Younger generations are less likely to identify. The long term trend is toward a less religiously active US American society.
Why is this decline happening?
There are several theories. The online journal Five-Thirty-Eight recently ran an article describing one approach, which is the so-called political theory of religious decline. In brief, it states that as conservative or fundamentalist religion is helping to drive younger and or more liberal thinkers away from religion. There is some evidence already. If a person is not connected to a faith community, and the only information you get is from television or social media, you might conclude religion equates with conservative politics. The 538 article describes this theory quite well.
But there are other theories as well. One is the Affluence theory, which states that as a society becomes more affluent, it becomes less religious. There is a good deal of evidence to corroborate this theory around the globe; however, two exceptions. One is China which is both not economically affluent (despite public perceptions) and not religious. The other is the United States which is prosperous and religious (despite recent declines we are still much more religious than other countries).
Other theories center on increasing loneliness (the Bowling Alone theory, which notes the decline in organized bowling leagues). The marriage theory (which states that there is more intermarriage today and thus less participation in one of the faith traditions.)
In my recent interview with Dwight Zscheile, who wrote the provocatively titled “Will the ELCA be Gone in 30 years?”, he sites the work of the Canadian Social theorist Charles Taylor who describes a shift in how North Americans find meaning. The chart (see above) in the article on the 30-year decline of the ELCA reveals that the top three places where people find purpose in life and Family (by far the highest) career followed by money. Faith or Spirituality show up as number four. That’s a dramatic shift from earlier in the mid and late twentieth century where many people found meaning in the organizations they belonged. Church, the Grange Hall, and the Bowling league were community-building connections. Now, not as much, and certainly not so much the younger the generation.

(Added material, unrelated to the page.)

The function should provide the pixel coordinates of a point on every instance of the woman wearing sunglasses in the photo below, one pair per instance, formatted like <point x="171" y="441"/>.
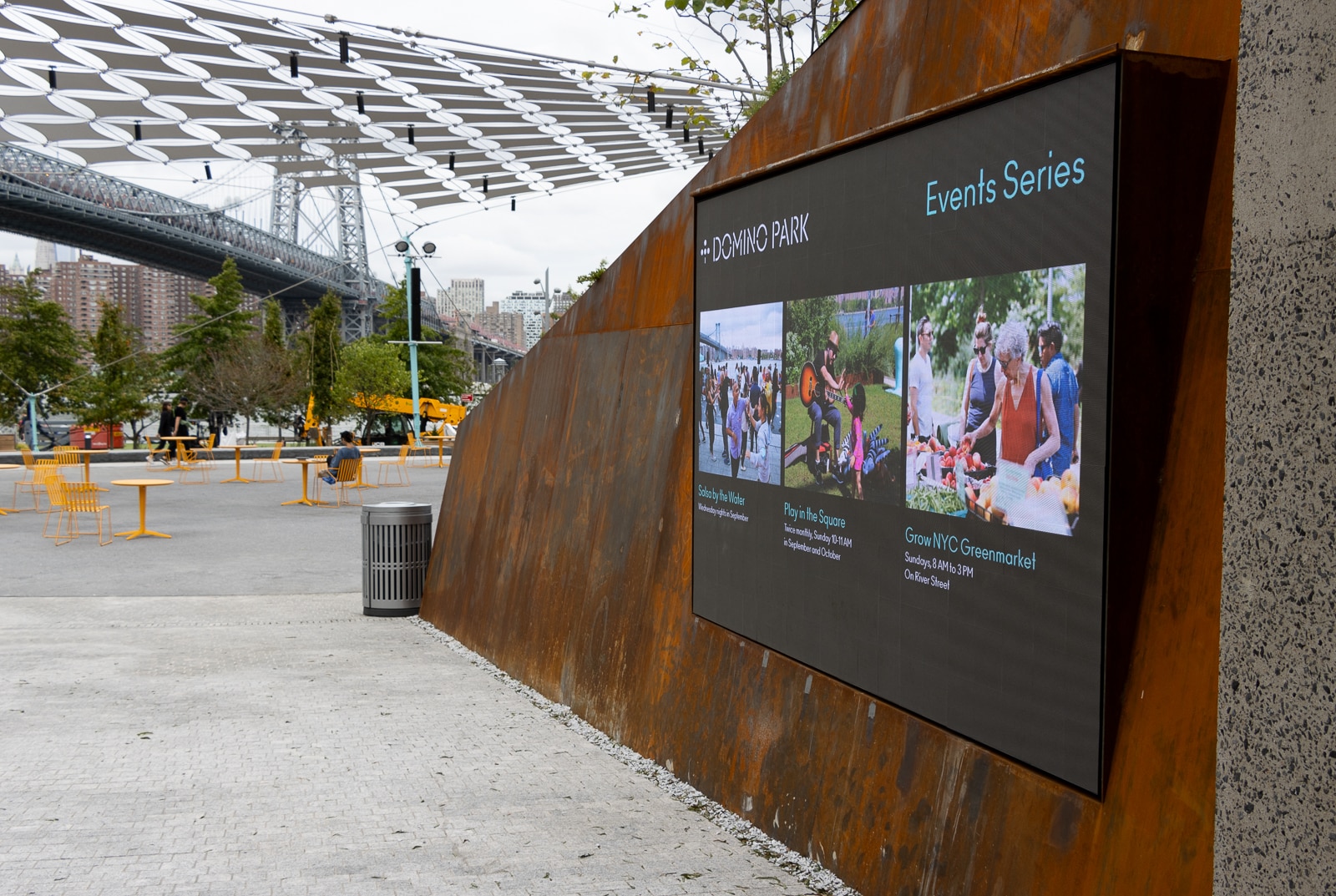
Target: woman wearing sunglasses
<point x="982" y="390"/>
<point x="1025" y="406"/>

As my wife and other pastors have noted, increasingly younger generations are coming to worship and then leaving. They don’t stay for social time or a BBQ. They have their social connections elsewhere. They are coming, if they are coming, for a specific reason, namely spiritual growth and nourishment in worship.
The Zscheile interview and article discuss the proverbial what can we do about it? But, I want to close with one other finding from Pew. The impact on the broader cultural and civic well being of a less religious society.
According to Pew, less religiously engaged persons also participate in less vigorously in civic life. They volunteer less, they are less generous, and they are less civically involved, including lower frequencies of voting. Even if your Uncle Harry is of the mindset that a less religious society is fine so we get rid of all that superstition. They should be concerned if for no other reason that less religion means less participation in democracy. And that should concern all of us, from the atheist to the agnostic to the faithful churchgoer.